You know, I think about this, when we thought about programs and how we develop a program, I thought about: What would I do if I'm a father of a little girl with FA that's 5 or 6? Am I gonna wait 15 years to understand if they're gonna have dilated cardiomyopathy before I dose, or am I gonna try to help this, my child right now? And the answer is, I'm gonna do everything I can to help the child right where the heart of the matter, and that's getting to the dentate nucleus and then protecting the heart and the spinal column over time. There's only one company, one drug that's gonna do that. That's this. We've dosed our first patient. He was 27 years old. He was very, very sick. mFARS capsid, 93. He was in the high 80s.
If we see any signal from this guy, it's a miracle, and I will be screaming from the rooftops. I tell you, I'm personally very excited. Yeah, we're about... I don't know what the date is right now, but I think we're about 40 days out from dosing. He's doing great. He had a headache, resolved with Tylenol, and we haven't seen anything else, and we're already hearing things, but it's we don't have proof yet, that the gentleman's doing very, very well from an efficacy standpoint. We have to wait. I think this could be one of these AveXis type moments. Obviously, SMA is so different than FA from a mortality standpoint, but I think this is one of these that can change a disease state overnight. We already have 50 patients trying to get into the trial at Ohio State.

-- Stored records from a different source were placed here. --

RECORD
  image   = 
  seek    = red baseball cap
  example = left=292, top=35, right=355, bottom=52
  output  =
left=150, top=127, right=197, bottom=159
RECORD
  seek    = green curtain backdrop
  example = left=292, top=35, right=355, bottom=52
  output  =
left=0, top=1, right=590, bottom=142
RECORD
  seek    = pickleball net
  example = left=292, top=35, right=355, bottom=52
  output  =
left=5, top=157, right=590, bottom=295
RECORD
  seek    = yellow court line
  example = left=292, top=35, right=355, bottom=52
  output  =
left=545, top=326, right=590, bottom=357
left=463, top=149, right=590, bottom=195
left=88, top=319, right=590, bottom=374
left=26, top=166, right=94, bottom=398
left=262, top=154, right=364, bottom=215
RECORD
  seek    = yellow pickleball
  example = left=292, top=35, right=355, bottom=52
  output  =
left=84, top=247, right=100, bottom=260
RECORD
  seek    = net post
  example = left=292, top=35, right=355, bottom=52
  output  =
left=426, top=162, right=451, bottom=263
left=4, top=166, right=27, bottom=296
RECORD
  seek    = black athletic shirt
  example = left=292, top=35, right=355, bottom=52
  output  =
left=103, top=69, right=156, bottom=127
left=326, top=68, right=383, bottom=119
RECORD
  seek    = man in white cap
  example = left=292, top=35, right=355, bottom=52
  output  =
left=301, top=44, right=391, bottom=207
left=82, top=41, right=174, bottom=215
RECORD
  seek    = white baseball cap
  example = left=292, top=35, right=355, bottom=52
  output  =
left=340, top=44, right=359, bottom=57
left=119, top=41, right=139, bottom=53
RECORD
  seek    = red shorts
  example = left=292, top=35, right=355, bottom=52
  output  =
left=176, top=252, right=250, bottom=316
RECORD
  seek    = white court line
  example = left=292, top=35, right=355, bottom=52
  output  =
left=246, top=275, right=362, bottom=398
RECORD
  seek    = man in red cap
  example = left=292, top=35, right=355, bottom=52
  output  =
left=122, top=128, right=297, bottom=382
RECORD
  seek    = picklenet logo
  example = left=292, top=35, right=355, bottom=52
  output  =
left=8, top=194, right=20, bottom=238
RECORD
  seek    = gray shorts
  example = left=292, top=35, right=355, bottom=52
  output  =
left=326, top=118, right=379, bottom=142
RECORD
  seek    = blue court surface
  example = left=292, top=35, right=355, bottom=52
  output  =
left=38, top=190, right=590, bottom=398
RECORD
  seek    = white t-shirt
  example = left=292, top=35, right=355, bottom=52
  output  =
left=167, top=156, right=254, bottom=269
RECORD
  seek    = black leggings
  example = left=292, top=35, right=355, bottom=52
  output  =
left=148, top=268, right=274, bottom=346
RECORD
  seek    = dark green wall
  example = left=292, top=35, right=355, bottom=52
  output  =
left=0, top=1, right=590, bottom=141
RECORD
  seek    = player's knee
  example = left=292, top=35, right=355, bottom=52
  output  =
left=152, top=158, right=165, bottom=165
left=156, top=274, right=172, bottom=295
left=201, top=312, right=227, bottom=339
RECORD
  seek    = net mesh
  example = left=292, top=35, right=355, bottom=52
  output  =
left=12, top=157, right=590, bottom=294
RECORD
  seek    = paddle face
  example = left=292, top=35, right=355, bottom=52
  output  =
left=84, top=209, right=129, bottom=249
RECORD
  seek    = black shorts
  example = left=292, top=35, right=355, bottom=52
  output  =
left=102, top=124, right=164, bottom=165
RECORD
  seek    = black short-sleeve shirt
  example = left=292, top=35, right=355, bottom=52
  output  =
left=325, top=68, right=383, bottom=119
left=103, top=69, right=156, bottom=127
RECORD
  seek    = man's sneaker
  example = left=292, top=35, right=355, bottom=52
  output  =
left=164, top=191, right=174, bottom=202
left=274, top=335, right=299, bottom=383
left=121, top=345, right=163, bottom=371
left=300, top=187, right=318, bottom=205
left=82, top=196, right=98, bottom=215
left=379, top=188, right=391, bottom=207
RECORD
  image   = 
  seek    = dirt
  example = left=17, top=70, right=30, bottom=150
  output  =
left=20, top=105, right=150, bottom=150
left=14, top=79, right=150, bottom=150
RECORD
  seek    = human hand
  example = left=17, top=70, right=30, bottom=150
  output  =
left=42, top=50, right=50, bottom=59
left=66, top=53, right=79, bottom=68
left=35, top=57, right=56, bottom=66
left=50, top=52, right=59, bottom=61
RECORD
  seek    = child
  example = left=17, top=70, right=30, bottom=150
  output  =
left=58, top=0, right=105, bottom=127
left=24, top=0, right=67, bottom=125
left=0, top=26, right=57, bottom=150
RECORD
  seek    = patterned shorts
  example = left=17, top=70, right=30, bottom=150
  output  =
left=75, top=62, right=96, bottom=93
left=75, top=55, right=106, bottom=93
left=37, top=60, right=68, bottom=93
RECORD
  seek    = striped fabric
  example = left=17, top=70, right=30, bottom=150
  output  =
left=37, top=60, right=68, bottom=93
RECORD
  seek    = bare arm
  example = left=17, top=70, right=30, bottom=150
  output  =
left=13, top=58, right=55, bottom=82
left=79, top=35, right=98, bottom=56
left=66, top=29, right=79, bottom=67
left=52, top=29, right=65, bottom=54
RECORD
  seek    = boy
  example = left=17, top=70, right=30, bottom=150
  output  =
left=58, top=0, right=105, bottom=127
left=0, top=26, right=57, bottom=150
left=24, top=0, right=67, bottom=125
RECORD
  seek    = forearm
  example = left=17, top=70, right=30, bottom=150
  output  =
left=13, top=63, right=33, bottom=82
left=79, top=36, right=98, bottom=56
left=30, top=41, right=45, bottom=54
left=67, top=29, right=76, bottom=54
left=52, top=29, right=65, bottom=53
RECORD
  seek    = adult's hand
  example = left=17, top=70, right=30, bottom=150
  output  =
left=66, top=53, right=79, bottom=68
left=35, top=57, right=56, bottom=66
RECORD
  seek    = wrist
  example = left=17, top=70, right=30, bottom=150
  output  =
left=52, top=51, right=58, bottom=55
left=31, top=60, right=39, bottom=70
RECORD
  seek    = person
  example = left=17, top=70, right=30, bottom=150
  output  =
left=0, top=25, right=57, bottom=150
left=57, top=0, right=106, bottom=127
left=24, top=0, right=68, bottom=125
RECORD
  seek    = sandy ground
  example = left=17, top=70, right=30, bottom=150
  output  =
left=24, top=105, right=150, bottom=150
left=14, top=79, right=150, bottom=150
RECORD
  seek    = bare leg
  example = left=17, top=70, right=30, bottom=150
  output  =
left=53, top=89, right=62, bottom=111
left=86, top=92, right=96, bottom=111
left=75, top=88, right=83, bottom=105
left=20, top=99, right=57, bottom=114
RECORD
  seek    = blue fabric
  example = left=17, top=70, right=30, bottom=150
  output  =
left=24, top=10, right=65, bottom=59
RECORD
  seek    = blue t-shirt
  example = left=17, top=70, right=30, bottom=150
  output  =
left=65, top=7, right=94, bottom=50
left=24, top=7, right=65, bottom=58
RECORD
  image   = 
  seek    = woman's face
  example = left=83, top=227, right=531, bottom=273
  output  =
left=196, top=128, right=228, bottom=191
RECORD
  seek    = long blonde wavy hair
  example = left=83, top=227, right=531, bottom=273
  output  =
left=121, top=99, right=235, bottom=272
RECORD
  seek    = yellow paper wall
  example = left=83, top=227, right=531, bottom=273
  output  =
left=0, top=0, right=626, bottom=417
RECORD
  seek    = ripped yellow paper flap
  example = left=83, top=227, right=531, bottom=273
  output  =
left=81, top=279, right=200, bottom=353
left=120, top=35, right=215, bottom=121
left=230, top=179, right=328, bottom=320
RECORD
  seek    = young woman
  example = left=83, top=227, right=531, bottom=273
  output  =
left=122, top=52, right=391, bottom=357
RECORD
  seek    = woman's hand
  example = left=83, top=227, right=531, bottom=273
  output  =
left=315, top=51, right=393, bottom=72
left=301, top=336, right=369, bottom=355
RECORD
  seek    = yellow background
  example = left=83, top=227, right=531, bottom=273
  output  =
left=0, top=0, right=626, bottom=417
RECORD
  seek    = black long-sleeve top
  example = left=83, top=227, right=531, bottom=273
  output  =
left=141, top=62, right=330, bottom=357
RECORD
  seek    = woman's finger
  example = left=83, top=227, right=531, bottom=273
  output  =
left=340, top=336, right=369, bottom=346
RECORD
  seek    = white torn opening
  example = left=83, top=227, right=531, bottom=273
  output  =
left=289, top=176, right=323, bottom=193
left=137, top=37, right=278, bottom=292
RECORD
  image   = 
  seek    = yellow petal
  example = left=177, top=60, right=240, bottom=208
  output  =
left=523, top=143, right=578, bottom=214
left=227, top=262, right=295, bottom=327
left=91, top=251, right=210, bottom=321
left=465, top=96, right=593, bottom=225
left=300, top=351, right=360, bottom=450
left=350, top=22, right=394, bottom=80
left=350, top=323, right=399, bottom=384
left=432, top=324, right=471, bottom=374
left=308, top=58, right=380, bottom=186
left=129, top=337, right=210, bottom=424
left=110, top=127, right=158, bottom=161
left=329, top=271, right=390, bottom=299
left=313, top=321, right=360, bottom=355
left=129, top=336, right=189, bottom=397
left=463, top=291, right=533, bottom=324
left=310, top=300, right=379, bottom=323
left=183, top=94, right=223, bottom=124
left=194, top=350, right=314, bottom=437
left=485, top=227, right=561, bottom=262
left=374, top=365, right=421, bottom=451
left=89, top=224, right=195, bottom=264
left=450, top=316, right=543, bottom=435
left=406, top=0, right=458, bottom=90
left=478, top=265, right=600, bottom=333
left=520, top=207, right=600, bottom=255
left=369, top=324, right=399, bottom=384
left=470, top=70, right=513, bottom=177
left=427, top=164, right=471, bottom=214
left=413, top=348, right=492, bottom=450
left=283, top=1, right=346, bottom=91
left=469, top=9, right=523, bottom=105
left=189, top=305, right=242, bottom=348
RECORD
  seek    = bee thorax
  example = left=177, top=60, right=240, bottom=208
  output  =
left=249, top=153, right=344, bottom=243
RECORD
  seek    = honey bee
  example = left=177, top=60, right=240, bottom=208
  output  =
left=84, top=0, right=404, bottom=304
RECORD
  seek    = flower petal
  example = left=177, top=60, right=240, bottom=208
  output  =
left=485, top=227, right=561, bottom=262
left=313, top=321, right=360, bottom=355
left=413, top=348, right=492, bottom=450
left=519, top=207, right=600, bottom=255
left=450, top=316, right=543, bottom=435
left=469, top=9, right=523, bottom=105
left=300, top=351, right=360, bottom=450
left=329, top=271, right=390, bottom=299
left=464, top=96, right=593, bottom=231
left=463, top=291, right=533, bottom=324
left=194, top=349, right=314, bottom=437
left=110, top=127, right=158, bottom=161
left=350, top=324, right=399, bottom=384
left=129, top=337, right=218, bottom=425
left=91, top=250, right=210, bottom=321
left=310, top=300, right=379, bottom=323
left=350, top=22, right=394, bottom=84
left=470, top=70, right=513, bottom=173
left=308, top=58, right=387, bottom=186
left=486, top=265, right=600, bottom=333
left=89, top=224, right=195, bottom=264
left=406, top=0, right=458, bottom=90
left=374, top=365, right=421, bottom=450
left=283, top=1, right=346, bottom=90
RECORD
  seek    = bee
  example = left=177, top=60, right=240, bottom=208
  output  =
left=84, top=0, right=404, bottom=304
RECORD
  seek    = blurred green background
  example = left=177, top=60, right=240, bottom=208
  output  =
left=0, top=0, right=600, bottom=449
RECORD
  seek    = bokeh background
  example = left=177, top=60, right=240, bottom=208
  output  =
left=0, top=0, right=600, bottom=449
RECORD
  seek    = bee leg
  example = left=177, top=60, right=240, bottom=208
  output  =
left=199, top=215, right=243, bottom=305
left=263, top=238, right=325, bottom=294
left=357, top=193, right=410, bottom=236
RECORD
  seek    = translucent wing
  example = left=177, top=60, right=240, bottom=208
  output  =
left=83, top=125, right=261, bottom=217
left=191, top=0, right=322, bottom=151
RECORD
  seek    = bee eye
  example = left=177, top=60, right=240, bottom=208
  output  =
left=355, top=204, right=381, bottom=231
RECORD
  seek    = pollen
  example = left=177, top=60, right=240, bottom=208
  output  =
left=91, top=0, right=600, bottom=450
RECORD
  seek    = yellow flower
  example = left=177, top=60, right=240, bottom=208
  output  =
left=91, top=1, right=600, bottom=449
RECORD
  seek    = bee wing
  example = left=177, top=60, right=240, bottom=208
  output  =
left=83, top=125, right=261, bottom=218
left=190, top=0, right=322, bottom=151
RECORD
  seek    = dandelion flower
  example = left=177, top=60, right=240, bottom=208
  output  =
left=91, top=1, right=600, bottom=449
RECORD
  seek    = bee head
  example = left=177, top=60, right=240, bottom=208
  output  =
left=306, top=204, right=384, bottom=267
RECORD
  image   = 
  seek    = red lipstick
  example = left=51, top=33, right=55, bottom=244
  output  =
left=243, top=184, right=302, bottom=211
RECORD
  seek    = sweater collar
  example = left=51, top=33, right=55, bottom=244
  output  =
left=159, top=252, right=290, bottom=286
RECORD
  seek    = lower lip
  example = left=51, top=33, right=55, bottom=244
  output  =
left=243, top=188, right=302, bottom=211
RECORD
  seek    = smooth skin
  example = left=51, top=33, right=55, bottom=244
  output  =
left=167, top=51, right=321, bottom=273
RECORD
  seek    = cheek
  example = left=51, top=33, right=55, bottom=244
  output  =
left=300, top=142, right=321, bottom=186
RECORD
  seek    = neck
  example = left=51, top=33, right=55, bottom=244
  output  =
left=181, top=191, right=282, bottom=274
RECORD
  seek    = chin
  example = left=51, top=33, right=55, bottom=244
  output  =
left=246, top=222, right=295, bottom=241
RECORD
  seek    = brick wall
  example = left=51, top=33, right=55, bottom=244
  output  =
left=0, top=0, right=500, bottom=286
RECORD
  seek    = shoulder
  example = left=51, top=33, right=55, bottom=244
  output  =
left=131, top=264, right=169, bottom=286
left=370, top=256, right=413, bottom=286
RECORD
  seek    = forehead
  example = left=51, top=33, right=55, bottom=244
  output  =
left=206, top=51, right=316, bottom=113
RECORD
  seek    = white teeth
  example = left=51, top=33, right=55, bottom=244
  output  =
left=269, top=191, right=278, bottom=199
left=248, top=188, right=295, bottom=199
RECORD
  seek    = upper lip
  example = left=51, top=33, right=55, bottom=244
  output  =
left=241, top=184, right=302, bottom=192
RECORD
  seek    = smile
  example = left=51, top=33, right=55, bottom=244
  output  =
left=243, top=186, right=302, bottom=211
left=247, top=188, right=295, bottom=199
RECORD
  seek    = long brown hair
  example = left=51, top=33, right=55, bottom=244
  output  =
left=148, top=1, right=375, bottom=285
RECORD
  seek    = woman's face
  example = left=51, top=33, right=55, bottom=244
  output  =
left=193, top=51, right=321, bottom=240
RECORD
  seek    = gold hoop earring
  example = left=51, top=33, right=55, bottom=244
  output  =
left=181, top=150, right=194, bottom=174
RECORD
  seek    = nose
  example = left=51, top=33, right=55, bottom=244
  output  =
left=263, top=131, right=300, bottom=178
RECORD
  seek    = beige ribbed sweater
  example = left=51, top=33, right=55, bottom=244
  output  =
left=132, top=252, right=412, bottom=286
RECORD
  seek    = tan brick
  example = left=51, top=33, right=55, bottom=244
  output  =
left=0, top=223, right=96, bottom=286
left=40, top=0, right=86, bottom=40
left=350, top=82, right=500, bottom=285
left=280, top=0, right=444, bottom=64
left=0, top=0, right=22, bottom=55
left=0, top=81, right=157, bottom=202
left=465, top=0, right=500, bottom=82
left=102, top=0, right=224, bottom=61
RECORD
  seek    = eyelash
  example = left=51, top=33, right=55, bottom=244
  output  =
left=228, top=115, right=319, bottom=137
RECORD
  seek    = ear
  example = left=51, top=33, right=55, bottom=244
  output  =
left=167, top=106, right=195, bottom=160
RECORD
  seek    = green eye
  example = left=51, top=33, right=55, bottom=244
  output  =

That's one site, 50 patients. If we see benefits in this drug, if we see safety, the entire world is gonna flock to this program if you have FA.
When do you expect to put out data on this one? Do you have a preset number of patients you want to treat before you, you know?
Yeah, we're gonna dose, you know, 3 to 6 patients over the course of the year. Three patients, and then I'll probably read out second half of the year on the first three, but we'll continue to dose cohort two. We call it cohort two. So we'll dose cohort one, cohort two, but cohort one will probably read out the second half of the year. And if it's anything great, I think this is a very unique little company.
Last few seconds, what do you think should be the right bar for mFARS here? Because current standard of care, the bar is-
2.14.
Exactly, so.
Yeah, it's 2.14. I mean, that, that's a regulatory approval for SKYCLARYS , so it's 2.1.
Well, awesome. Looking forward to all the data updates this year and, especially on the regulatory side. Thank you for making time for us.
Thank you, Debjit. Appreciate it. Thank you very much.